Michael Olenick: More on ProPublica’s Off Base Charges About Freddie Mac’s Mortgage “Bets”

By Michael Olenick, founder and CEO of Legalprise, and creator of FindtheFraud, a crowd sourced foreclosure document review system (still in alpha). You can follow him on Twitter at @michael_olenick

Fallout continues from the ProPublica/NPR story “Freddie Mac Bets Against American Homeowners,” though probably not the sort ProPublica expected.

Many in the blogsphere who work on finance and housing finance issues, including myself and Yves Smith, didn’t find the piece to be convincing. In a rebuttal Yves, who like me is anything but a cheerleader for the GSEs, explained Freddie’s practice is, in reality, only slightly more nefarious than clearing snow from the parking lot. That is, of all the awful decisions Freddie Mac makes, this isn’t one of them.

ProPublica co-author Jesse Eisinger replied to Yves’ critique in the comment section. I e-mailed Yves about Jesse’s remarks and she suggested I flesh my observations out into a post.

To recap: Freddie Mac purchases and bundles mortgages, bundles those mortgages into pools of mortgages, then sells the expected mortgage payments to investors in the form of bond-like securities.

Securitization is a vital component of the modern mortgage market, or most other credit markets for that matter, since the process frees up capital that can then be used to make more mortgages.

In late 2010 Freddie Mac, according to the ProPublica story, started to retain a greater number of “inverse floaters,” an instrument created when mortgage pools are turned into collateralized mortgage obligations.
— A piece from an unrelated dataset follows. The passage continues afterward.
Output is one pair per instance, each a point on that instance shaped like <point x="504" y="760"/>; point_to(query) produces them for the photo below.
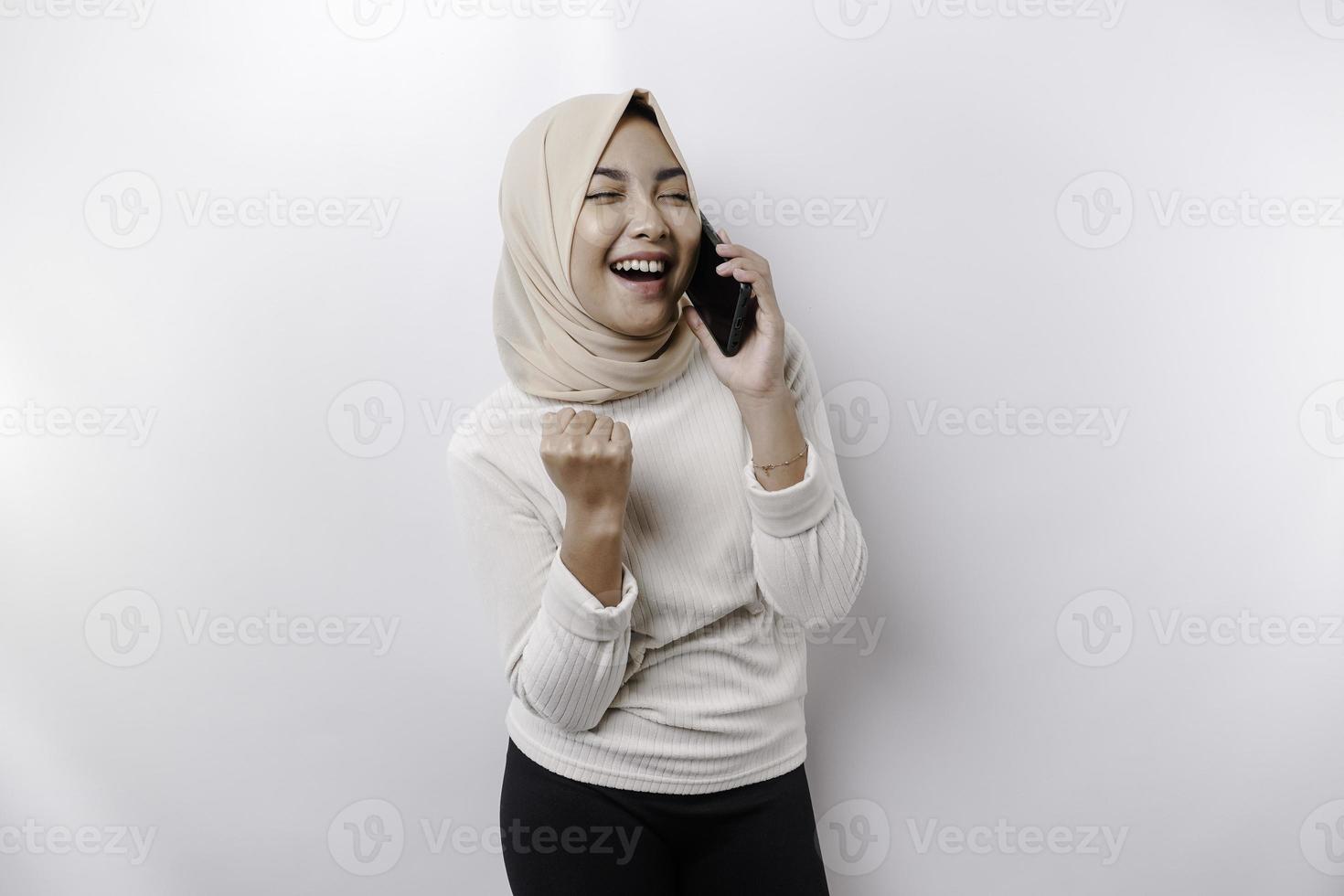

As Yves pointed out, even though this portion is typically hard to sell and is thus often retained by the originator, it often makes more sense to use a CMO to create more conventional-looking bonds that can be sold to investors at better prices and retain inverse floater because it results in lower interest rates than if they sold a simple mortgage pass through. The GSEs have a mandate to provide more affordable loans to homeowners and better results to taxpayers, so lowering the cost of mortgage funding is consistent with those objectives. It is true that inverse floaters benefit when borrowers don’t refi, but as Yves pointed out, the GSEs engage in very complex interest rate hedging strategies. Looking at this position by itself tells you nothing about Freddie’s overall interest rate bets.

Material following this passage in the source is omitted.